Stamenkovic “La Serbia necessita di due MLD di euro l’anno di investimenti”

“Per rimettere in moto l’economia la Serbia ha bisogno di investimenti stranieri per almeno 2 miliardi di euro”. Lo ha affermato l’analista economico Stojan Stamenkovic, secondo il quale a causa delle elezioni anticipate di marzo, le riforme necessarie per il Paese e gli investimenti stranieri slitteranno di almeno sei mesi.

Sempre secondo Stamenkovic, le attese per il primo trimestre del 2014 erano state in parte anticipate dal calo che si era registrato alla fine del 2013. Settori come l’industria e le esportazioni avevano infatti segnato un sensibile calo alla fine dello scorso anno, con conseguente minore slancio economico all’inizio del 2014. Un andamento che, a causa dello stop elettorale di marzo, rischia di essere confermato per l’intero anno in corso. Stamenkovic ha quindi espresso la sua speranza che venga siglato entro l’anno l’accordo stand-by con il Fondo Monetario Internazionale, fondamentale per ridurre il peso del debito e favorire un afflusso costante di investimenti.

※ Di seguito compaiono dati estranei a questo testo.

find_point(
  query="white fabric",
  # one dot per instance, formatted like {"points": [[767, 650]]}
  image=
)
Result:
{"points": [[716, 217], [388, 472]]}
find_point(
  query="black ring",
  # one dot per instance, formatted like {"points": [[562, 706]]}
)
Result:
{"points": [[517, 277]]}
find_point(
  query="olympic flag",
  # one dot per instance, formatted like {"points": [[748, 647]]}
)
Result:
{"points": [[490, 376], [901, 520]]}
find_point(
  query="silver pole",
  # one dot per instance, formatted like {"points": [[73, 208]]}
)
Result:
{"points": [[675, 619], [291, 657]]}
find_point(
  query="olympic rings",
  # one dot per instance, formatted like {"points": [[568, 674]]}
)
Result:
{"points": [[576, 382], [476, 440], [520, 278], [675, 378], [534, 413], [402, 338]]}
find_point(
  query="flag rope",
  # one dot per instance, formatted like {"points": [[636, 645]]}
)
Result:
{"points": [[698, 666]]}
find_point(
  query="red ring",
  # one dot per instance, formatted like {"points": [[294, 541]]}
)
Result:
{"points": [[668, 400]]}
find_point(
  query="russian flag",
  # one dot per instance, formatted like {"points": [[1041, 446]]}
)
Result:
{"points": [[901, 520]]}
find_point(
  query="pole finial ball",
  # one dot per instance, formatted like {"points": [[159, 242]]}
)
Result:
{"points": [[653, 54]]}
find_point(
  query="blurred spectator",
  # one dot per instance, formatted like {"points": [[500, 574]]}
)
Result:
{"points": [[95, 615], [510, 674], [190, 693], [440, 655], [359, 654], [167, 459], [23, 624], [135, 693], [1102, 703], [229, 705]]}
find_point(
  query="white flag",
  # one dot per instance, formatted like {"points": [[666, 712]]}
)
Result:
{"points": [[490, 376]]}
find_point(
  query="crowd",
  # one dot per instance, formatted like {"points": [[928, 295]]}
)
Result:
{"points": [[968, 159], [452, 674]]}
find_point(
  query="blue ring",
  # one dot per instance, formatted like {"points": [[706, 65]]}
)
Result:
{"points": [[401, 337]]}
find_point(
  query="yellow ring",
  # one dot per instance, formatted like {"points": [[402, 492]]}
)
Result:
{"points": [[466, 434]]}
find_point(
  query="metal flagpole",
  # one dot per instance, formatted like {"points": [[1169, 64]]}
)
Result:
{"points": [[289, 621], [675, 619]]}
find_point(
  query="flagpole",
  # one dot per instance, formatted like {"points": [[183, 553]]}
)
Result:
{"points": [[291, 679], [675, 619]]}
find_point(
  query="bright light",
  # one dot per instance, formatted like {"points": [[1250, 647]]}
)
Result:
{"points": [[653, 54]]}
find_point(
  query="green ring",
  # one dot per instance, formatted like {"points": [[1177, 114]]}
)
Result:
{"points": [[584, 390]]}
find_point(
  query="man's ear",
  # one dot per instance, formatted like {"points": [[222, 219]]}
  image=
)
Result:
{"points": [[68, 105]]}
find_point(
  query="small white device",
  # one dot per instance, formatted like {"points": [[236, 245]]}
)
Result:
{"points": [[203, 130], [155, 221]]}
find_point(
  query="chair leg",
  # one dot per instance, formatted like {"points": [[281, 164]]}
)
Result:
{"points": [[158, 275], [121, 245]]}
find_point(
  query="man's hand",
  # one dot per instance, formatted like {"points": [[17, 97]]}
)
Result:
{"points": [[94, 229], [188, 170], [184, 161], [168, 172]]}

Secondo lo studio realizzato dall’economista, il flusso di investimenti fino al 2020 dovrebbe essere di 2 miliardi di euro l’anno. Questo sia per poter consentire una crescita stabile, sia per potere pagare pagare le obbligazioni in euro che scadranno nel 2017. “Nel 2013 però sono stati investiti solo 600 milioni di euro. Troppo pochi per poter consentire un equilibrio e una stabilità a lungo termine”.